Digitalizing a supply chain to increase its efficiency and reduce its carbon footprint is the key to making it sustainable.  In a digitalized supply chain, tracing and identifying the worst carbon offenders along the supply chain becomes much easier, and we can adapt accordingly.

This digitalized and AI-enabled approach has another benefit for developing economies: It can prevent corruption, by ensuring that aid cannot be untraceably siphoned off, and that borders and customs agents operate transparently and efficiently.

A more resilient, AI-enabled supply chain can also help to provide food security. Complex supply chains provide 90% of urban consumers’ food in Africa and Asia. A disruption in raw produce or transport, triggered by natural disaster or climate change can severely disrupt food supply in these regions. 

The digitalization of supply chains can also directly create economic opportunity and reduce poverty.
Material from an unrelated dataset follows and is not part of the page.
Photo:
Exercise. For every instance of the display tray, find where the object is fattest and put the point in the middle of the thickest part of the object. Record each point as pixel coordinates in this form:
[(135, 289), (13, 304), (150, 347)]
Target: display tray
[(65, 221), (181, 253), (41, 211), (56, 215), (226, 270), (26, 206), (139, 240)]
All these challenges - and opportunities - will increase exponentially in the world’s largest cities. Climate-based migration is creating an influx of migration from rural areas to urban centers (in the first half of 2020 alone, 9.8 million were displaced by disasters). 

This will put huge strains on global infrastructures, supply chains included. Supply chains that are responsive to increased demand and develop in real-time (eg. at a time of increased migration immediately following a natural disaster) will be increasingly essential.

It has often been said that COVID is an opportunity to instigate a ‘great reset’. That reset should begin with policy-makers stress-testing their supply chains to identify weaknesses. Officials should be exposed to ‘simulation cockpit’ scenarios, where the impact of unforeseen events can be forecasted and prepared for.

Once policies have been developed, responsibility for swiftly reacting to a supply chain disruption should be shifted to AI-enabled machines, who are quicker, more objective and less corruptible. 

The right supply chains can ensure that 2021 is less unpredictable than 2020, and can cushion the world’s most vulnerable economies and societies from harm.